I recently finished reading All in My Head, Paula Kamen’s heavily reported book on her experience with chronic daily headache/migraine. Her description of what’s it’s like to attempt to navigate the world with chronic pain was so simple and so apt that it just floored me: it’s like driving everywhere with your parking brake on. Everything you do is that much harder, takes more out of you, requires more focus and strength, and wears you out much more quickly.

Kind of like trying to play professional football with two injured legs.

I’m not throwing 60-yard passes to win any NFL games, but some rare days are intensely better than others and when I’m able to feel half-way like a normal person and make a more significant dent in my mountainous to-do lists of both work and personal tasks, it feels like a tremendous win. Watching Rodgers on Sunday, even in the midst of a really bad migraine day for me, reminded me of my own optimistic stubbornness in continuing to keep at it and of the days that aren’t so bad—and that there’s always the hope of a good day, right around the corner.

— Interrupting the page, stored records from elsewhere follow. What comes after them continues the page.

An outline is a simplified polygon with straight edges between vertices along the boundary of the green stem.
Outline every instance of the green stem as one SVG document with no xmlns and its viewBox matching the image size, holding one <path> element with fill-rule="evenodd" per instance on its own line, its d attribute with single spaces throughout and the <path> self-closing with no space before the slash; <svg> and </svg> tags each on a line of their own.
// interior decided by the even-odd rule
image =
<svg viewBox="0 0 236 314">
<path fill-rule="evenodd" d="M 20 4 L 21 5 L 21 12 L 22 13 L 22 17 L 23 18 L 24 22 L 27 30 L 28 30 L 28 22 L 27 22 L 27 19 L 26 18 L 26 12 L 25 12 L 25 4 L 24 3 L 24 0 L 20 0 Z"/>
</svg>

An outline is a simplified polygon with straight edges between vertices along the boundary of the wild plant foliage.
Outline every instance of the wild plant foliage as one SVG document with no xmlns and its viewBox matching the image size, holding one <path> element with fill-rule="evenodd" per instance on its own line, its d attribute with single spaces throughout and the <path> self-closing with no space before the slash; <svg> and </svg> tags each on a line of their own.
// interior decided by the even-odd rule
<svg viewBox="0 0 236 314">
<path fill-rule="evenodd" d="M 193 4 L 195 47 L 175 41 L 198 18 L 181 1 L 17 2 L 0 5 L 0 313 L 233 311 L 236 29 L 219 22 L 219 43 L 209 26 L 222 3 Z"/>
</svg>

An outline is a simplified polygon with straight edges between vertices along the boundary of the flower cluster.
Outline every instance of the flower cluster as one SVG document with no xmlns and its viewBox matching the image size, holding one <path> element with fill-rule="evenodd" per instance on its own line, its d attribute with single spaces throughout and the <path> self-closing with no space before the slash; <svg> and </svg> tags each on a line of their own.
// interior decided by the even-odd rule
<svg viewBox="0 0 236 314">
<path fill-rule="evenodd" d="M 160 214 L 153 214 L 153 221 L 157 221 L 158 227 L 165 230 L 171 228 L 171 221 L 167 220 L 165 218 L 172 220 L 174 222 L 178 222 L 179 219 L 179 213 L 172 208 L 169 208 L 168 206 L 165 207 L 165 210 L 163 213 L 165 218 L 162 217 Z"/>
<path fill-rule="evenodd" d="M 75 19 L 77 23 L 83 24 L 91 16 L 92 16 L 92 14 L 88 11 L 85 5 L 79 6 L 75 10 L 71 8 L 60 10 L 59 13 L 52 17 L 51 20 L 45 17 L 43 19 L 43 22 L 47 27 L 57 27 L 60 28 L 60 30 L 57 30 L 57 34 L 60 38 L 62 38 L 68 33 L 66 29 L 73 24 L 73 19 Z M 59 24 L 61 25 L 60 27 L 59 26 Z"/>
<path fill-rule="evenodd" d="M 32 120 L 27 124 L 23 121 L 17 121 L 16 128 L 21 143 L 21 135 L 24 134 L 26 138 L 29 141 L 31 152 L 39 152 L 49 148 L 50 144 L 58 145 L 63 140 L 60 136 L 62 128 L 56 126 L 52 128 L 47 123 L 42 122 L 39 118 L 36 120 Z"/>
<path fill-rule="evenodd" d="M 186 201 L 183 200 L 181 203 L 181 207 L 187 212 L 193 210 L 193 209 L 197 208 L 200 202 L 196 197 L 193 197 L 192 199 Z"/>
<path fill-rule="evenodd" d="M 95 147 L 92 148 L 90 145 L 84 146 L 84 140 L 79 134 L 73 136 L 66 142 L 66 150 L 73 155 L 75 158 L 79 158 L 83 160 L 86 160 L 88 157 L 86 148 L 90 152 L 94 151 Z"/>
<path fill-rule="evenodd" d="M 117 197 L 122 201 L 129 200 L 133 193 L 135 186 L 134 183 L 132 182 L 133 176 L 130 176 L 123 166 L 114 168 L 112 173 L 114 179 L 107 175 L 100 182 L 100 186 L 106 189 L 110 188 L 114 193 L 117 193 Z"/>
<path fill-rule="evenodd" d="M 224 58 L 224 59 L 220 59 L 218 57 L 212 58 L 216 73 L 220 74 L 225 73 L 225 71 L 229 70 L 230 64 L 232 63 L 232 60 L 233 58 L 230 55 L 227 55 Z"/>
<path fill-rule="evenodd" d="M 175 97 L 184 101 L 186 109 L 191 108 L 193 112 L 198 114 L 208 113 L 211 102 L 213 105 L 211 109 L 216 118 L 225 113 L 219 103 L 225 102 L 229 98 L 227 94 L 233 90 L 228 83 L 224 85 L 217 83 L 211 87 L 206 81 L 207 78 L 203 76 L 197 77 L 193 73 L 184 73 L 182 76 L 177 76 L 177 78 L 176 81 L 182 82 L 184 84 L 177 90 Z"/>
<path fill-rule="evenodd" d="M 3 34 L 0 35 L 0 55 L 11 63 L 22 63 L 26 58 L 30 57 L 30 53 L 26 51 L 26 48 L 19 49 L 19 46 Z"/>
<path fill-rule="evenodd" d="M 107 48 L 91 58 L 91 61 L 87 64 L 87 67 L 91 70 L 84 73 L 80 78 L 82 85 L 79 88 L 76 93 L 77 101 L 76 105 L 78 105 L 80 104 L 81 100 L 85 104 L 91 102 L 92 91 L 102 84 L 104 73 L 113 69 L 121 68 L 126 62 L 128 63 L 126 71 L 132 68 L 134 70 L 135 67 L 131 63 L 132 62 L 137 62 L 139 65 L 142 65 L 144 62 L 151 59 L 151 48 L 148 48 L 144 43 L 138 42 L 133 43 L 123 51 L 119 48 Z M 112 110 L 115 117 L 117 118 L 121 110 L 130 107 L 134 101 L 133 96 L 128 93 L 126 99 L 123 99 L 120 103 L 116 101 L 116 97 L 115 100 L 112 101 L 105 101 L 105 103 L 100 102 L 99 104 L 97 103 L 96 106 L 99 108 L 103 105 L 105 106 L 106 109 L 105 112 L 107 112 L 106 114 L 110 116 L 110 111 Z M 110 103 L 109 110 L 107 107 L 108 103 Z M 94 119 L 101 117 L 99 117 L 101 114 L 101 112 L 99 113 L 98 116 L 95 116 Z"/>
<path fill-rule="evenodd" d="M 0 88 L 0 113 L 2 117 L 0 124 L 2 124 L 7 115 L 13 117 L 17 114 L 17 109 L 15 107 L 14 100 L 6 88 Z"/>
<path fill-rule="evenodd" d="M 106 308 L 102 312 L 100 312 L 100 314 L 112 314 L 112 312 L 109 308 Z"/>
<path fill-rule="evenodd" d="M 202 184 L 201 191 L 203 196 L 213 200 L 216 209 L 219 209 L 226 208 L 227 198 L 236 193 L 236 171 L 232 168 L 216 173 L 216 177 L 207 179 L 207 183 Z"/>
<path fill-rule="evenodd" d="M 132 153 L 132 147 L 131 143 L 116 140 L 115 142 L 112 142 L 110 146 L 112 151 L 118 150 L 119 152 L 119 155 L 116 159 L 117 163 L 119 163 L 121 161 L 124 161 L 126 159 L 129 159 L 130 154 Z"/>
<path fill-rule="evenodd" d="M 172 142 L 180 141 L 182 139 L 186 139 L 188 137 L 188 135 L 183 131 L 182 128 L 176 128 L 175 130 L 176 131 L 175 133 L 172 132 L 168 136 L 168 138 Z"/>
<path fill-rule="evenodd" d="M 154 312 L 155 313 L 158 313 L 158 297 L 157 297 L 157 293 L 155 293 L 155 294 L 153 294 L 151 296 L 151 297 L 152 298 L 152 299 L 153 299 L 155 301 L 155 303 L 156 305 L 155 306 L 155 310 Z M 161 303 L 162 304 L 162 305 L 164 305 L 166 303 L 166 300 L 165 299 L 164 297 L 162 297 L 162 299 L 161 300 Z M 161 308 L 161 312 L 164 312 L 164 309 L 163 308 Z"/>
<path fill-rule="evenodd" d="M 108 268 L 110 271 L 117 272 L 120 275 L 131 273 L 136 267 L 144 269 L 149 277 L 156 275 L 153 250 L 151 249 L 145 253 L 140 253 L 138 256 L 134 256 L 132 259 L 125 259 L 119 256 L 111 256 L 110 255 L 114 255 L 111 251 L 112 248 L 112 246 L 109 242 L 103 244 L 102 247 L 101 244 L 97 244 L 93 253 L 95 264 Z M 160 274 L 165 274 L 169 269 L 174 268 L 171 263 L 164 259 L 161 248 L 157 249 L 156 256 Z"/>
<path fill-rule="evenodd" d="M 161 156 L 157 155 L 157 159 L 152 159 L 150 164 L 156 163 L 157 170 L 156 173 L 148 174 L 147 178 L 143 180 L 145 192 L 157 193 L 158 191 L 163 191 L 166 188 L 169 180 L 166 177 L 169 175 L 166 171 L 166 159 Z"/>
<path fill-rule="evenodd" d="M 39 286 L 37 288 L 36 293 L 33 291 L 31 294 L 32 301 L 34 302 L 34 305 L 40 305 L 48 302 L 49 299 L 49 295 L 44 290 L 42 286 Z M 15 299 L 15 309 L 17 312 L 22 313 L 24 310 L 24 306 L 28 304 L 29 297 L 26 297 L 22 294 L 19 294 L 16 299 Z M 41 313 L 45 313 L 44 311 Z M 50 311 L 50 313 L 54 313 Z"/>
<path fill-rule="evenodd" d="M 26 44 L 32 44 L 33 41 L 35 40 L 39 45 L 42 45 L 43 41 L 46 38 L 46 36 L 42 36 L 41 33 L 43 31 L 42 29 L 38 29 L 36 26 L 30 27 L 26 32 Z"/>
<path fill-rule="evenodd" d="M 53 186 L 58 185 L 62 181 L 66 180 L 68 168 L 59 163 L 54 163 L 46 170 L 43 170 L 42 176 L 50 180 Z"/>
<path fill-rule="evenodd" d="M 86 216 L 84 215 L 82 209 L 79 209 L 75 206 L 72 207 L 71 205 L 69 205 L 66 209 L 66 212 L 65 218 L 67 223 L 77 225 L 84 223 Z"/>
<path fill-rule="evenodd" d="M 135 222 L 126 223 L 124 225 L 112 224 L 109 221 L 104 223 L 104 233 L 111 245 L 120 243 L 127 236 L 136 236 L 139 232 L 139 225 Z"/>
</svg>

There’s another player who stood out on Sunday: Ty Montgomery. He’s pretty hot right now, and many are taking notice of this wide receiver who’s been playing running back. With all of the team injuries Green Bay has suffered this season, they’re pretty much out of running backs.

Compared to me, Montgomery is a big and powerful dude; but on the field, he’s kind of a little guy. And that, I believe, is a huge strength for him. He is lean and compact, and he is explosively fast and cunning. He races like a rabbit through a familiar warren, shrugging off attempted tackles and running through holes in the defense that only he can see. He proved time and again that there is pretty much always a way forward, if you can will yourself to see it.

I don’t think I have to point out the parallel there.

On a related note . . . After I wrote my “how I became a cheesehead” post Saturday night, I was surprised to get a message Monday morning from a Medium channel called SportsRaid, asking to add my “cheesehead” story to their publication. There’s no pay involved for me, but also no extra work. SportsRaid has ten times as many followers on Medium as I do as an individual, and it sounded like a fun idea to have something of mine appear on a sports page. It was doubly fun when I got the confirmation from Medium that I was now listed as a “sportswriter” on SportsRaid’s staff list.

And it was kind of a kick to send a text to my father—a jock himself—to let him know that his non-athletic daughter is now a sportswriter, at least in this single instance.

Jennifer Willis: coincidental cheesehead, accidental sportswriter.


Creative Commons photo: Aaron Rodgers gets sacked by Mike Morbeck.